I was hoping they would say in this article what they did to fix it!

[–] lechatron@lemmy.today 104 points 1 year ago (14 children)

The actual news release has a bit more information.

The team discovered that a single chip responsible for storing a portion of the FDS memory — including some of the FDS computer’s software code — isn’t working. The loss of that code rendered the science and engineering data unusable. Unable to repair the chip, the team decided to place the affected code elsewhere in the FDS memory. But no single location is large enough to hold the section of code in its entirety.
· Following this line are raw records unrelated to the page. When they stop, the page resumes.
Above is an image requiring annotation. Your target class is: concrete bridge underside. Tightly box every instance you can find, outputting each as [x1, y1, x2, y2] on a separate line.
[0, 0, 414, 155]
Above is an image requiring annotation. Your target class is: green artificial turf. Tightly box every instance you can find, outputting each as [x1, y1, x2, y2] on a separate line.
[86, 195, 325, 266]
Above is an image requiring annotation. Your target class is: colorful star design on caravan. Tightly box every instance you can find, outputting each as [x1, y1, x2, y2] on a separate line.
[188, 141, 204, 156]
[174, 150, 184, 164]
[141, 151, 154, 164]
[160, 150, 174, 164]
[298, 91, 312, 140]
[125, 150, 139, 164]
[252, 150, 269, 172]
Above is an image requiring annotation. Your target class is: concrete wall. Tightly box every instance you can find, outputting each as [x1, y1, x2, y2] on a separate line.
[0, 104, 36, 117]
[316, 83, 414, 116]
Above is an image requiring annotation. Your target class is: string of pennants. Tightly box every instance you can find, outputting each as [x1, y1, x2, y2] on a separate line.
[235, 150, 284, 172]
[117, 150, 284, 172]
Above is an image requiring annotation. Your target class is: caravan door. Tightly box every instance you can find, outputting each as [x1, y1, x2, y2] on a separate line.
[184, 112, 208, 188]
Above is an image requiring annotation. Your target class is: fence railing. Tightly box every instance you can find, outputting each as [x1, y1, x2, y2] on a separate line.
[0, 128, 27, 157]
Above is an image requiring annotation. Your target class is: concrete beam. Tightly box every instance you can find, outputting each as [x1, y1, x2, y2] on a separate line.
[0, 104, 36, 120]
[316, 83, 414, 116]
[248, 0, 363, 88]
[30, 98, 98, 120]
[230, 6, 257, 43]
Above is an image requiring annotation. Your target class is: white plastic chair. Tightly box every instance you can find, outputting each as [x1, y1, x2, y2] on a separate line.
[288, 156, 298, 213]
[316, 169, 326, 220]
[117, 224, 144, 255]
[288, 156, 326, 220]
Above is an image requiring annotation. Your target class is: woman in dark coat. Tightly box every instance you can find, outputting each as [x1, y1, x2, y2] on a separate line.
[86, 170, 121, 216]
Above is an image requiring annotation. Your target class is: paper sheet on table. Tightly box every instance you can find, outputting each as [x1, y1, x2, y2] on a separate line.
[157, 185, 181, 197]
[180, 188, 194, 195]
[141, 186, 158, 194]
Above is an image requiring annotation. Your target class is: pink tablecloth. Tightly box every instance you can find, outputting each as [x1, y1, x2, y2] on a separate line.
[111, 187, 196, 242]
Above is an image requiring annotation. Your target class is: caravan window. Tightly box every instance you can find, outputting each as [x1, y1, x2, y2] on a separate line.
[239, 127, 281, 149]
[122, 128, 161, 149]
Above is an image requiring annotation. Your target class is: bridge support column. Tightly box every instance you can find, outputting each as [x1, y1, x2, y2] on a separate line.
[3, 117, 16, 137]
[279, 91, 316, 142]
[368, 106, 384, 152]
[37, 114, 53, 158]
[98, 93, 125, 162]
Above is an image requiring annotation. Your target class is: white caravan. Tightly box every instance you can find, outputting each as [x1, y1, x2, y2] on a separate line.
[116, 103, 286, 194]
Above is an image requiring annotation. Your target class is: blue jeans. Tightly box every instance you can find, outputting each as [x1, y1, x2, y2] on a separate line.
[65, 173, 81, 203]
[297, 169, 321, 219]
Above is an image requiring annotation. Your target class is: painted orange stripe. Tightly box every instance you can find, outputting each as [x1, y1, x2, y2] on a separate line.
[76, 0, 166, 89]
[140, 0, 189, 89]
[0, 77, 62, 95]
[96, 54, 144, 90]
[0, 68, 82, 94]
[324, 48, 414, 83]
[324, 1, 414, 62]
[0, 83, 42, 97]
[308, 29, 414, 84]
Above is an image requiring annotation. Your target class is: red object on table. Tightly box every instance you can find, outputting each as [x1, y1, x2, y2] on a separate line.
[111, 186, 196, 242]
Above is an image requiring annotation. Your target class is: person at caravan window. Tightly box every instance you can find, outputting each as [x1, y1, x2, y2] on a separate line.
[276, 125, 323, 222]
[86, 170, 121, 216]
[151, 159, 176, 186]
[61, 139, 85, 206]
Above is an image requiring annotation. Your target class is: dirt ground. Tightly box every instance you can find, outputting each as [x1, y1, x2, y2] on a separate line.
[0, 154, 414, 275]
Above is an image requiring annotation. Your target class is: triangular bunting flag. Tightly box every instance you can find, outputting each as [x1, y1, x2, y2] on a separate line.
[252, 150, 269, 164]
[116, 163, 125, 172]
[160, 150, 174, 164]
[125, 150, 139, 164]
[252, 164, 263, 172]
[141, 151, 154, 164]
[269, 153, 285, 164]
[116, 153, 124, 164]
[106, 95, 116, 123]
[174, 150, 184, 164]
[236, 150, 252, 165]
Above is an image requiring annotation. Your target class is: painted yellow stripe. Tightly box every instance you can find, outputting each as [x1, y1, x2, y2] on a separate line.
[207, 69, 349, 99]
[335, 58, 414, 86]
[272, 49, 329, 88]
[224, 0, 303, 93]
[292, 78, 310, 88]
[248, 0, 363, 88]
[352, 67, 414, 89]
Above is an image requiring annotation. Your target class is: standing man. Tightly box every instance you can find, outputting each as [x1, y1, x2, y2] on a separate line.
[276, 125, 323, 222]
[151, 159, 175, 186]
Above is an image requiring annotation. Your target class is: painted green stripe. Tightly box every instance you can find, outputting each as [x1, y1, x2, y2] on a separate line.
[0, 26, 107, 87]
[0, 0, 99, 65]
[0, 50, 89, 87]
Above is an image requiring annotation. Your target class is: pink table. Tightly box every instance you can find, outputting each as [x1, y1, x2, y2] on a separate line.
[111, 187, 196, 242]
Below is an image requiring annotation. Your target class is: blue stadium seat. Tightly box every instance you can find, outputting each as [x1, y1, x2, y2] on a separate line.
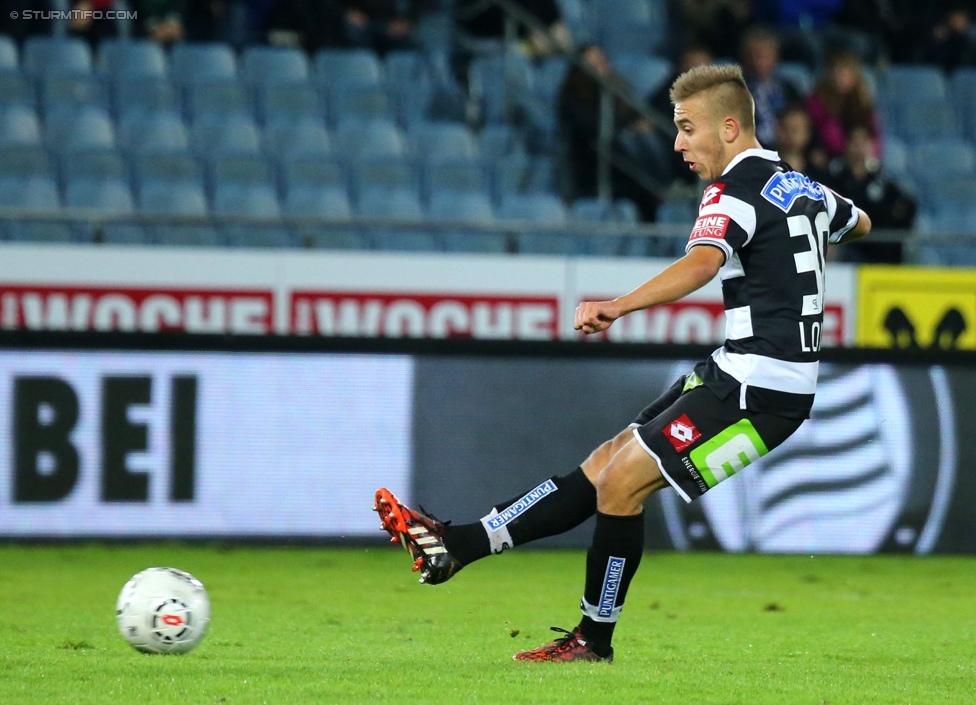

So they devised a plan to divide the affected code into sections and store those sections in different places in the FDS. To make this plan work, they also needed to adjust those code sections to ensure, for example, that they all still function as a whole. Any references to the location of that code in other parts of the FDS memory needed to be updated as well.

Source: https://www.jpl.nasa.gov/news/nasas-voyager-1-resumes-sending-engineering-updates-to-earth

[–] blarth@thelemmy.club 20 points 1 year ago (1 children)
[–] nilloc@discuss.tchncs.de 5 points 1 year ago

It interesting that the memory is so discrete that it can be reprogrammed when a single ROM fails. And it’s really neat that they made the whole thing accessible to a radio controlled boot loader. The planning that went into building and maintaining Voyager is really incredible.

I wonder if we could still build one as robust these days?